Markov chains and equilibrium distribution


New Member
Two yachts, sailed by "Yacht 1" and "Yacht 2" respectively are sailing around a course. If the teams are even at the beginning of a lap then during that lap they embark on a duel and one team gains a 1 boat length advantage by the end of the lap. Otherwise the leading yacht always sails according to the current wind, while the other yacht sails separately, hoping for a wind-shift. This means that on each lap of the course the leading yacht gains one boat length over the other yacht if there is no wind-shift, while the team behind gains one boat length of the wind shifts on that lap. Suppose that Yacht 2 wins any given duel with probability p1 ∈ (0, 1) (independent of all previous duels and wind-shifts) and that with probability p2 ∈ (0, 1) there is a wind-shift on any given lap (independent of all previous wind-shifts and duels).
There is a pre-race duel, and the winner of the pre-race duel starts with a 1 boat length lead.
Let Xn be the number of boat lengths that Yacht 2 leads by the end of n laps.

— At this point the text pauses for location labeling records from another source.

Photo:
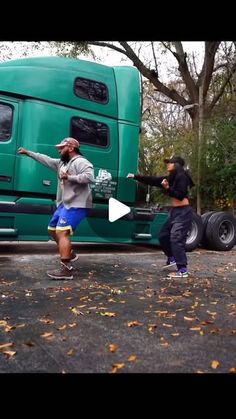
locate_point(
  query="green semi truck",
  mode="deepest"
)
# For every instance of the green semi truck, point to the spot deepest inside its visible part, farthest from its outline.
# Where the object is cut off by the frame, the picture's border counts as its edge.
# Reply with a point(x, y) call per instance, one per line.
point(43, 100)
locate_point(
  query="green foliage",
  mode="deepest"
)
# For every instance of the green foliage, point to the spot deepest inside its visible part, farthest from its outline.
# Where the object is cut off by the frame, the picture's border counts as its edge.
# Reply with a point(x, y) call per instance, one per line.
point(73, 49)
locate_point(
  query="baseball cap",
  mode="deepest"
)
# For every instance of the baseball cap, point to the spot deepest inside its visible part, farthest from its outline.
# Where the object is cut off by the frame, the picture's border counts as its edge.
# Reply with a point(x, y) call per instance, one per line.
point(175, 159)
point(68, 141)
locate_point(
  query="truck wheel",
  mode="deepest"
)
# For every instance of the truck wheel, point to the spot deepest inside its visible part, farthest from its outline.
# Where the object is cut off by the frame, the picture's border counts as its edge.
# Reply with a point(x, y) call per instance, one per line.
point(205, 217)
point(221, 231)
point(195, 233)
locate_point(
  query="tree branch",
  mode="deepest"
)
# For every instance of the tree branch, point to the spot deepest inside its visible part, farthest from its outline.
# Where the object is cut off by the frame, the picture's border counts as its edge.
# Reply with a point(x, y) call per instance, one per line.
point(222, 89)
point(152, 76)
point(205, 76)
point(181, 56)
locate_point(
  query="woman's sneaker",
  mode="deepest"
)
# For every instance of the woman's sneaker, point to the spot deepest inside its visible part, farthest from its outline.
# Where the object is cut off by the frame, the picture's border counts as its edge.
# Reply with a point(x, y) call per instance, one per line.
point(170, 262)
point(180, 273)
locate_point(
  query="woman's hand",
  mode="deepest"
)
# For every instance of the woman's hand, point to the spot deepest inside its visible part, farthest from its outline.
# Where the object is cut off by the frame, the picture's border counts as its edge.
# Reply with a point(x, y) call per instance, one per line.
point(165, 184)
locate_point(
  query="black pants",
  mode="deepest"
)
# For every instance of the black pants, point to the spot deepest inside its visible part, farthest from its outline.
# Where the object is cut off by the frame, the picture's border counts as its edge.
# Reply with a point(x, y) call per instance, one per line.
point(173, 234)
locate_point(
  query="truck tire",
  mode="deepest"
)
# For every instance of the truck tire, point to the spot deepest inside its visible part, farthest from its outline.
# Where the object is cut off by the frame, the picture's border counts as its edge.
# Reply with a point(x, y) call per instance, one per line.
point(195, 233)
point(205, 217)
point(221, 231)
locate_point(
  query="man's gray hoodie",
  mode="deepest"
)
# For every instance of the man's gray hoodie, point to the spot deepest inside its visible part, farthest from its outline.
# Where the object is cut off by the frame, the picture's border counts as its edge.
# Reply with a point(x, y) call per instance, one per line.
point(75, 191)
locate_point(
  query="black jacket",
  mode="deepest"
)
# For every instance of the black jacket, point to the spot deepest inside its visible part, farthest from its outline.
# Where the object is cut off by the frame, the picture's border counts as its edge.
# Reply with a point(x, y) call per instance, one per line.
point(179, 182)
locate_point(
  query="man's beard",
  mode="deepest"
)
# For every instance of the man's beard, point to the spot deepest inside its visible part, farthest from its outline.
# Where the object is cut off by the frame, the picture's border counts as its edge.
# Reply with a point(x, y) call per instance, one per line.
point(65, 158)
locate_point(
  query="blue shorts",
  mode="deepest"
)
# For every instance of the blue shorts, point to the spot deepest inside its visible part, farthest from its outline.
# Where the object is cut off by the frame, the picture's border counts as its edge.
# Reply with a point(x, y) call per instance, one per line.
point(67, 219)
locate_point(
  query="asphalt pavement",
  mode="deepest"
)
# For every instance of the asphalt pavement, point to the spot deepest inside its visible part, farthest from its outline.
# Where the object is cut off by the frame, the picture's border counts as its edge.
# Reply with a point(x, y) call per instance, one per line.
point(120, 314)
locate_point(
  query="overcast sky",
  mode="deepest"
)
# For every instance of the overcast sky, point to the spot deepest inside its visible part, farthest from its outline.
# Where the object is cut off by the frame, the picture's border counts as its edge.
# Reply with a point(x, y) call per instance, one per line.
point(107, 56)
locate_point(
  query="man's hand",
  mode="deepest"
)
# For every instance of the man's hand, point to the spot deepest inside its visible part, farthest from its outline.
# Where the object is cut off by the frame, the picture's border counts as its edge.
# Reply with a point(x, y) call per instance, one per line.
point(64, 175)
point(165, 184)
point(22, 150)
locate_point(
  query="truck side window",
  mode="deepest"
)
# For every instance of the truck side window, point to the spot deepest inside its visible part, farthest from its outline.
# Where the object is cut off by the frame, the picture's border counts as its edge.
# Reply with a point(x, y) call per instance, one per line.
point(89, 132)
point(6, 114)
point(91, 90)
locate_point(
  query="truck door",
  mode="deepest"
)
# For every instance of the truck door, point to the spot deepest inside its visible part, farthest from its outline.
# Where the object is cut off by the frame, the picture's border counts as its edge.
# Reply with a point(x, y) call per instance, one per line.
point(8, 137)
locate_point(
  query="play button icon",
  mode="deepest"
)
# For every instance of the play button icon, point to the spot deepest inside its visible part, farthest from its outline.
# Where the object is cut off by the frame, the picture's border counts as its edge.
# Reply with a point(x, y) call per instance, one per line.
point(117, 210)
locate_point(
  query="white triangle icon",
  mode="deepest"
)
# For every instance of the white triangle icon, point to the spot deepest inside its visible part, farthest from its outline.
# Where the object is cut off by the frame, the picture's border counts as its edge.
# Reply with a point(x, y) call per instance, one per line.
point(117, 210)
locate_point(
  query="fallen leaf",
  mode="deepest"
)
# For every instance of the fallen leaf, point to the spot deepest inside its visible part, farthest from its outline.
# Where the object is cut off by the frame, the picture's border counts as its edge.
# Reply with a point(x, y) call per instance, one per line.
point(134, 323)
point(9, 353)
point(6, 345)
point(116, 367)
point(47, 321)
point(151, 328)
point(112, 347)
point(8, 328)
point(215, 364)
point(62, 327)
point(108, 314)
point(212, 313)
point(47, 335)
point(29, 343)
point(132, 358)
point(190, 319)
point(195, 328)
point(76, 311)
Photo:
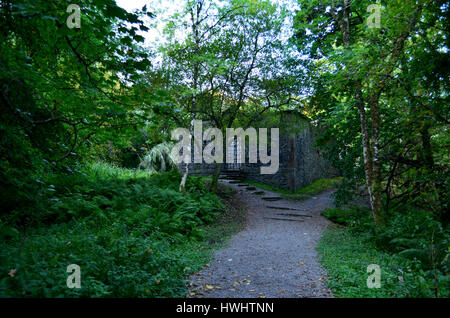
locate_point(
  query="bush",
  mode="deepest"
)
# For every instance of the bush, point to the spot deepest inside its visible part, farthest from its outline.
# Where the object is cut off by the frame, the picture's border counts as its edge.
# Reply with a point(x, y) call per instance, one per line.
point(124, 230)
point(411, 238)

For what values of p2 would this Markov chain Xn have an equilibrium distribution, and show that the probability that the race is tied at the end of 3 laps is increasing in p2.

Can anyone explain to me how to draw the transition diagram for Xn so that I can find the equilibrium distribution? Or should this require a different approach here? I've found the probability that Yacht 2 is leading the race at the end of the first lap, which is p1(1-p2), but I have no idea how to proceed from this. Any help would be appreciated.